Das war keinesfalls Liebe auf den ersten Blick. Ich glaube, erst beim dritten Sehdurchgang hatte ich den Film so richtig ins Herz geschlossen. Weil ich immer noch, oder sogar noch mehr, über die Gags lachen konnte und weil ich immer noch narrative Details entdeckte, die mich beim ersten Sehen einfach erschlagen hatten. Die ganzen Anspielungen auf australische Stereotypen beispielsweise; die Ansammlung von psychischen Problemfällen im Aquarium von P. Sherman (42 Wallaby Way, Sydney); die vielen kleinen brillanten Ideen in der Gestaltung von Nebencharakteren und in der Ausschöpfung der Unterwasserwelt.

Die einfache Geschichte von einem kleinen Clownfisch, der entführt wird und von seinem überängstlichen Vater gesucht wird, springt dabei über so viele Steine, dass es eine reine Freude ist. Im klassischer Questenmanier bekommt Vater Marlin einen Helfer zur Seite und roadmoviet sich von Station zu Station: Scharadige Schwarmfische, Quallenwald, Schildkröten, Wal, Pelikane. Währenddessen hat der im Aquarium gelandete Nemo ganz andere Probleme: Er muss verantwortliches Handeln lernen und einem tödlichen Schicksal entrinnen. Das ganze kulminiert im vielleicht einzigen etwas zu kitschigen Moment des ganzen Films – wenn dann eigentlich alle vereint sind, es aber noch eine letzte Hürde zu nehmen gilt und das gelernte angewendet werden muss. Zum Glück folgt dann kurz darauf der Epilog, der zur alten Leichtigkeit zurückfindet.

Finding Nemo hat als erster Pixar-Oscarpreisträger bisher seinen Fisch gestanden. Trotz seiner vielen Abschweifungen in der Story, hält alles zusammen – ist nicht so zerfasert wie die beiden Brad Bird-Werke The Incredibles und Ratatouille. Und ebenso wie das spätere Stanton-Werk Wall*E kommt Nemo eigentlich ohne Bösewicht aus. Der Antrieb der Figuren, den Plot voran zu treiben, stammt aus ihnen selbst.
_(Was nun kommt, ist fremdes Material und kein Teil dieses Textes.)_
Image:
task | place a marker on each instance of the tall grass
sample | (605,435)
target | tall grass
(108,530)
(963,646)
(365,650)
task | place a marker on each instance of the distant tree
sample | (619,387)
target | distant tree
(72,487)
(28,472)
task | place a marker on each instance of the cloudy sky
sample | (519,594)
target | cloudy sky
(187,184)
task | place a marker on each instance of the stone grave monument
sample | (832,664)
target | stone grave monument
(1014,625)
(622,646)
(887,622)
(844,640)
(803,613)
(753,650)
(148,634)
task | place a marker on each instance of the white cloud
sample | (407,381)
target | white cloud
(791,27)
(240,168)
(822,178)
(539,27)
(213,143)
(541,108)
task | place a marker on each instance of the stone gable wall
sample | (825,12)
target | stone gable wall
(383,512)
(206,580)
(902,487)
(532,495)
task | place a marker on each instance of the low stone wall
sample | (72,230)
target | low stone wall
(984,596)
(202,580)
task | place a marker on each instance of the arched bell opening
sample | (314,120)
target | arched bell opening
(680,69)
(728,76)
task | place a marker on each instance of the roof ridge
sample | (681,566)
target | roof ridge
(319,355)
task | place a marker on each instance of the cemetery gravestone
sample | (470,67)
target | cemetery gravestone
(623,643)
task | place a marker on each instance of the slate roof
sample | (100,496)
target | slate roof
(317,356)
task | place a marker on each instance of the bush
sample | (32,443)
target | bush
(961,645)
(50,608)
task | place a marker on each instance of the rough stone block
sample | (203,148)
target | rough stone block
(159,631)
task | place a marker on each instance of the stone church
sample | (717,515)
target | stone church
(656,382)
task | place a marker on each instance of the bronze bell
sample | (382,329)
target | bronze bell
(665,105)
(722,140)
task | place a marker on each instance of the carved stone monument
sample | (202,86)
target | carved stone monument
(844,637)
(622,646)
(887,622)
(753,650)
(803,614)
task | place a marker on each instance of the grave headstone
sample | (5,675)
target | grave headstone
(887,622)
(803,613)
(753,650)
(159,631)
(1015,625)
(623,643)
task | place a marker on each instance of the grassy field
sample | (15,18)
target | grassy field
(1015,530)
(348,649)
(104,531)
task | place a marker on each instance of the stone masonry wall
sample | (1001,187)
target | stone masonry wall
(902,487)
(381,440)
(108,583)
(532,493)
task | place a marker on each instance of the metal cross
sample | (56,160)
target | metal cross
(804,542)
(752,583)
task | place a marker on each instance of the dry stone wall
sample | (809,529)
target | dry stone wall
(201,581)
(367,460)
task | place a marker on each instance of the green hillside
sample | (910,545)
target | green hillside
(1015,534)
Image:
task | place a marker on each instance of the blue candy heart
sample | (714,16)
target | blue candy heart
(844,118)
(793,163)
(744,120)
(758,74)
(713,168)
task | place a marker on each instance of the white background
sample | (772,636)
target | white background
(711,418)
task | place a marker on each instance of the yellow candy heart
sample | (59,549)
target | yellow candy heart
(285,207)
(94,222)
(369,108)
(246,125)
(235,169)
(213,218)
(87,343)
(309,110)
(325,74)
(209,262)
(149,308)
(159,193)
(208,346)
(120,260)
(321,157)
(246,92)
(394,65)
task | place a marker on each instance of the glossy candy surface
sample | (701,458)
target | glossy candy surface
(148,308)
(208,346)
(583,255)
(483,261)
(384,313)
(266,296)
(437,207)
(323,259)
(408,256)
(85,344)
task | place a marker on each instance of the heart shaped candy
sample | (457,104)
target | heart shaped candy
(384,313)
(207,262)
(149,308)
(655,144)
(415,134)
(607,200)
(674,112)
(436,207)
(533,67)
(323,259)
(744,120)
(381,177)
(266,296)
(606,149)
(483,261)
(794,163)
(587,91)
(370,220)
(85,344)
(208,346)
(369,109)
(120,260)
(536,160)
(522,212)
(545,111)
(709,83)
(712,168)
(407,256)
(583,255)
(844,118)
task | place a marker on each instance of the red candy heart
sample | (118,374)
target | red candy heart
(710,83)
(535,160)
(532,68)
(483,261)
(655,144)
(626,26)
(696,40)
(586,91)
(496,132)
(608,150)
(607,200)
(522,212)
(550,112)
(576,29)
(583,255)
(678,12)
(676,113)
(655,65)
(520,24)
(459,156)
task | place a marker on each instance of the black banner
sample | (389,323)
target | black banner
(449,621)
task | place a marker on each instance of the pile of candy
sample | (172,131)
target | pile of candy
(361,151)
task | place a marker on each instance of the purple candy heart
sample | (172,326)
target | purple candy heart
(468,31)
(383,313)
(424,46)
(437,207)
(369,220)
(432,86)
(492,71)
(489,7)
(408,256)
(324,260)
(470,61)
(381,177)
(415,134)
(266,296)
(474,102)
2003 war natürlich auch das Jahr in dem ein Film, zumindest in der Award Season, alles überschattete. Der Abschluss der Lord of the Rings-Trilogie, The Return of the King hat zwar von den drei Filmen den meisten emotionalen Oomph, besteht aber gleichzeitig zu großen Teilen (wie schon The Two Towers) aus Kampfspektakel und FrodoSamGollum, die sich durch die Wüstenei schleppen. Das kann auf drei Stunden gesehen dann auch irgendwann ein bisschen anstrengen.

Und 2003 war auch ein gutes Jahr für kleinere Filme, die immer noch in meinem Gedächtnis sitzen. Elephant zum Beispiel, von Gus van Sant. Oder Herr Lehmann, mit Detlev Buck und Christian Ulmen wohl die perfekte Bebilderung von Sven Regeners kratzigem Roman. Lost in Translation, allerdings, der Indie-Hit des Jahres ist auch bei wiederholtem Sehen nicht wirklich an mich gegangen. Im Gegensatz zu 21 Grams – denn damals war das Inarritu-Prinzip noch nicht so ausgelutscht. Auch Dogville gehört mit seiner Zerstörung der Illusionskunst des Films zu den besten Filmen des Jahres. Kill Bill Volume 1 wiederum nicht – hier ist die Gewalt noch zu sinnlos und gewinnt erst durch die Vollendung der Saga einen Sinn.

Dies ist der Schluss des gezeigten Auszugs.